Non é una nostra supposizione, nè tantomeno una speranza. L’indiscrezione arriva niente di meno che dall’illustre Wall Street Journal: almeno due banche di caratura mondiale «hanno preso delle misure» per un eventuale ritorno alla cara, vecchia, amata lira. Sicuramente in molti leggendo questo titolo avranno esultato, gioito, per altri invece l’abbandono dell’euro é sinonimo di disdetta, di fallimento. E voi, lettori di Guadagno Risparmiando, come la pensate? Siete tra coloro che desiderano ardentemente il ritorno del vecchio conio o tra coloro che preferiscono rimanere così, con la moneta unica europea?
Secondo il celebre giornale, la possibilità di tornare alla lira si fa sempre più insistente, tanto che queste due banche si stanno attrezzando per ritornare ad effettuare transazioni in vecchie valute della zona euro tra cui lira, dracma e escudo. Gli editorialisti del Wall Street Journal non hanno fatto alcun nome ma scrivono che la notizia proviene da fonti ben informate. Fatto sta che queste informazioni aumentano la tensione nel mercato europeo dei titoli sovrani. Sembra che le banche in questione abbiano già contattato Swift, l’azienda belga che gestisce i sistemi per le transazioni finanziarie internazionali e che fornirà agli istituti la tecnologia e i codici necessari.

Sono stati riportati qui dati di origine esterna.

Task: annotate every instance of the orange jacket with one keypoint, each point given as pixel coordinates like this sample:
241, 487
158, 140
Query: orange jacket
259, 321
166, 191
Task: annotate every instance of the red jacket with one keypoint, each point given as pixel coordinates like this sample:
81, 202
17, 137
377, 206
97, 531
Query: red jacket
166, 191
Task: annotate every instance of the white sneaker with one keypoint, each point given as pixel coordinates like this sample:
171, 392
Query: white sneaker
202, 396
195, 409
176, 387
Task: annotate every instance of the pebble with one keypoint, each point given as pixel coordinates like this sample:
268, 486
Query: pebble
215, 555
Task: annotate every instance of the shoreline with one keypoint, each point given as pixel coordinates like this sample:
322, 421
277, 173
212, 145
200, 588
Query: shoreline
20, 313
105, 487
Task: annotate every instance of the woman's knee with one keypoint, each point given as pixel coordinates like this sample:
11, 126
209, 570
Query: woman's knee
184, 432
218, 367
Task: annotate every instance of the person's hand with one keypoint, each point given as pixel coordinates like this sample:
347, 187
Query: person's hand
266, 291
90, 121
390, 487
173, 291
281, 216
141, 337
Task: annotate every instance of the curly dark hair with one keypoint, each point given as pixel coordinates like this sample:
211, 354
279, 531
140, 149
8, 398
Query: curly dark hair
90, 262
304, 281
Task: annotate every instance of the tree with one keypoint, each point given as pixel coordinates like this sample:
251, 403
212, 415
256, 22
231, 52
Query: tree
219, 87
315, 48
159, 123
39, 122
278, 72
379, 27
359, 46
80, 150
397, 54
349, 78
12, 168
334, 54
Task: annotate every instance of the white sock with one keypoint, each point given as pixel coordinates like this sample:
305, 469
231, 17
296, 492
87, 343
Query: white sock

Il giornale non ha fatto nomi, ma intanto in Italia qualcuno che ha parlato c’è e si tratta di Unicredit:
Le preoccupazioni relative all’aggravarsi della situazione del debito sovrano dei Paesi dell’area euro potrebbero portare alla reintroduzione, in uno o più paesi di valute nazionali o, in circostanze particolarmente gravi, all’abbandono dell’euro – si legge nel prospetto informativo relativo all’aumento di capitale dell’istituto guidato da Federico Ghizzoni -. L’uscita o il rischio di uscita dell’euro da parte di uno o più Paesi dell’area auro e/o l’abbandono dell’euro quale moneta, potrebbero avere effetti negativi rilevanti sia sui rapporti contrattuali in essere sia sull’adempimento delle obbligazioni da parte del Gruppo UniCredit e/o dei clienti del Gruppo UniCredit.